The akharas in Delhi and surrounding areas, traditional training centres that groom wrestlers which have produced several wrestlers of repute, are now deserted, its members busy in election campaigns, guarding politicians, organizing rallies, and getting ready, if necessary, for booth capturing and bogus voting. The Delhi police has already rounded up about 400 antisocial elements, most of them wrestlers from Haryana and Delhi, till now.
In hiring wrestlers and goons, neither ideology nor image counts. A senior Delhi police official told rediff.com that they have even arrested a few pehalwans who were reportedly working for this election's Mr Clean, Dr Manmohan Singh, the Congress candidate from South Delhi. "We don't know if Dr Singh is aware of these men being involved in his campaign," he said.
But Sahib Singh Verma, the BJP candidate from Outer Delhi, definitely knew of his men. The Jat leader had hired several dozen pehalwans, promising them employment and money. The city police has already arrested 22 residents from Haryana who were working for the former Delhi CM, who were apparently brought in with a promise of jobs in the Delhi Vidyut Board. Though the ex-CM has rejected these allegations, a senior officer of the city police said the youth had admitted that they were brought to the capital for the purpose of working on his campaign.

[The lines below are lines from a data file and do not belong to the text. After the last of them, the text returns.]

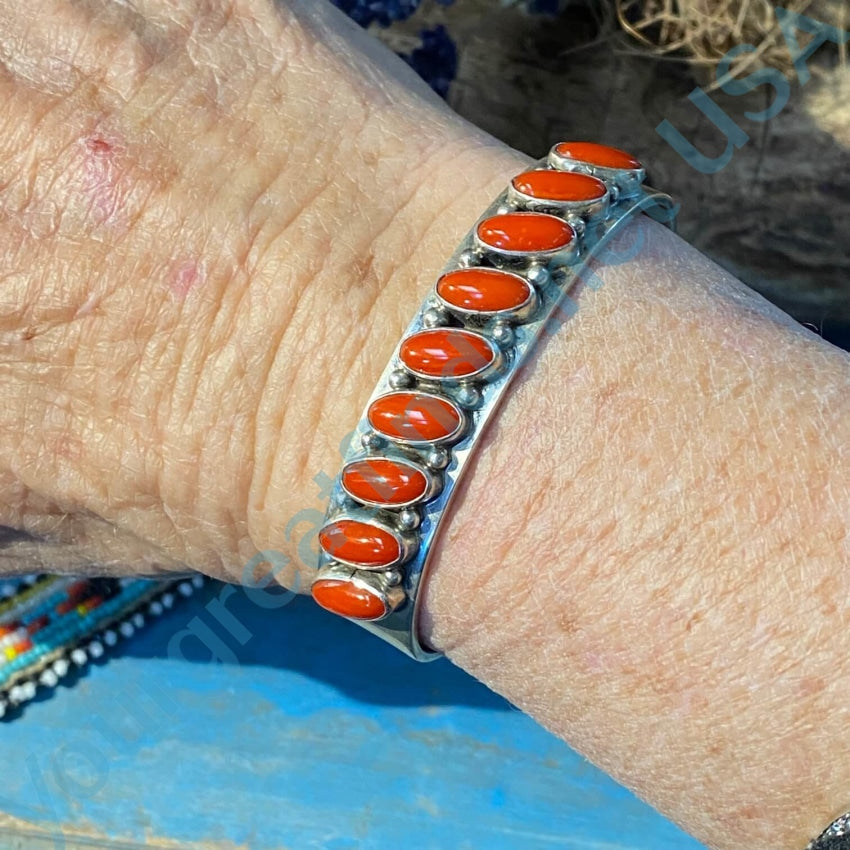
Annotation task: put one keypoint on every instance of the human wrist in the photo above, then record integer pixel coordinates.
(632, 556)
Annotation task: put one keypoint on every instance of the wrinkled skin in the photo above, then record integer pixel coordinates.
(200, 205)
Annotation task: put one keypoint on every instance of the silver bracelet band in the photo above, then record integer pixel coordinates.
(509, 277)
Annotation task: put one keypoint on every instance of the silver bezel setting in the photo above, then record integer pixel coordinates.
(562, 255)
(432, 482)
(549, 277)
(514, 314)
(407, 544)
(495, 363)
(378, 584)
(568, 209)
(405, 441)
(627, 181)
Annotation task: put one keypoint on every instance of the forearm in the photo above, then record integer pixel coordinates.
(648, 551)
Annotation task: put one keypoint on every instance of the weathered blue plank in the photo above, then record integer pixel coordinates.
(312, 735)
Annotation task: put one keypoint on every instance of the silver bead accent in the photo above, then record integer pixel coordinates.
(538, 275)
(393, 577)
(399, 379)
(503, 334)
(409, 519)
(577, 223)
(469, 396)
(370, 440)
(438, 458)
(433, 318)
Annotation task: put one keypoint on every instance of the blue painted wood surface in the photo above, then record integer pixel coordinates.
(311, 734)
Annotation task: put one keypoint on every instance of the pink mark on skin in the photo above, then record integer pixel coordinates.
(100, 180)
(185, 275)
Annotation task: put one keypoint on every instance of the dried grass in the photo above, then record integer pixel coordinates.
(701, 32)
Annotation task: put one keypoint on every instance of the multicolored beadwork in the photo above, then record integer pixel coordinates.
(52, 624)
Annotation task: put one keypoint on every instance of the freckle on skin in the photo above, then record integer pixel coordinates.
(185, 275)
(100, 177)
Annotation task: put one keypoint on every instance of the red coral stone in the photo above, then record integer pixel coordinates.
(347, 599)
(594, 154)
(483, 290)
(559, 186)
(525, 231)
(414, 417)
(381, 481)
(361, 543)
(446, 353)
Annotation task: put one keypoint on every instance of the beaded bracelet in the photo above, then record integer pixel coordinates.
(451, 369)
(835, 837)
(51, 625)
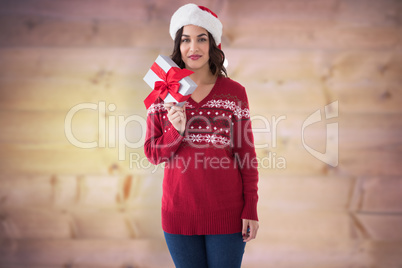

Sources claimed that immediately after the pehalwans were arrested, Verma called up city police commissioner Ajai Raj Sharma requesting him to let them off. The west district police released them but the duty magistrate has asked them to appear before him periodically.
The Delhi police is continuing to arrest antisocial elements on the eve of the general elections. "Most of them are from akharas in Delhi and Haryana," the senior police official said.
"We made preventive arrests as these are elements who could create trouble during elections. Further searches are going on," he added.
A member of the Chandgi Ram Akhara, one of the oldest training schools for wrestlers located in the northern fringes of Delhi, told rediff.com, "Our boys are busy with elections, now they get paid well... It is a professional service." The akhara is run by Arjuna award winner Chandgi Ram, who personally prefers to keep off this business, but does not interfere in what his trainees do.
Most akharas offer their entire lot of pehalwans to one particular party. "Money is the key motivator," say city police officials. Though akhara members deny any criminal links, police officials say a "substantial number of them have a criminal background". Lack of education and the inability to achieve much in the field of sport force the pehalwans into doing petty jobs for property dealers, private financiers, etc, all of which ultimately leads them to the world of crime, say police officials.
The city police commissioner has threatened tough action, and it has to "some extent" deterred Haryana-based pehalwans from coming to the capital. Besides, Haryana, where the Congress and the BJP-INLD combine are locked in a tough fight, itself offers them a lucrative market. But because elections are spread over three phases, "on the crucial days we expect more of them to come in," admits a senior official of the crime branch.
According to police officials and local political workers, anything ranging from Rs 1000 to 10,000 is paid to a wrestler for 10 days' work. "The reward depends upon the efficiency of the pehalwan," says a local BJP worker Harish, who is campaigning for Sahib Singh Verma. The best of the wrestlers are hired for protecting the leaders, and those who are also local dadas are paid heavily for getting voters to the polling booths and "for taking care of the situation" on the polling day, says Harish.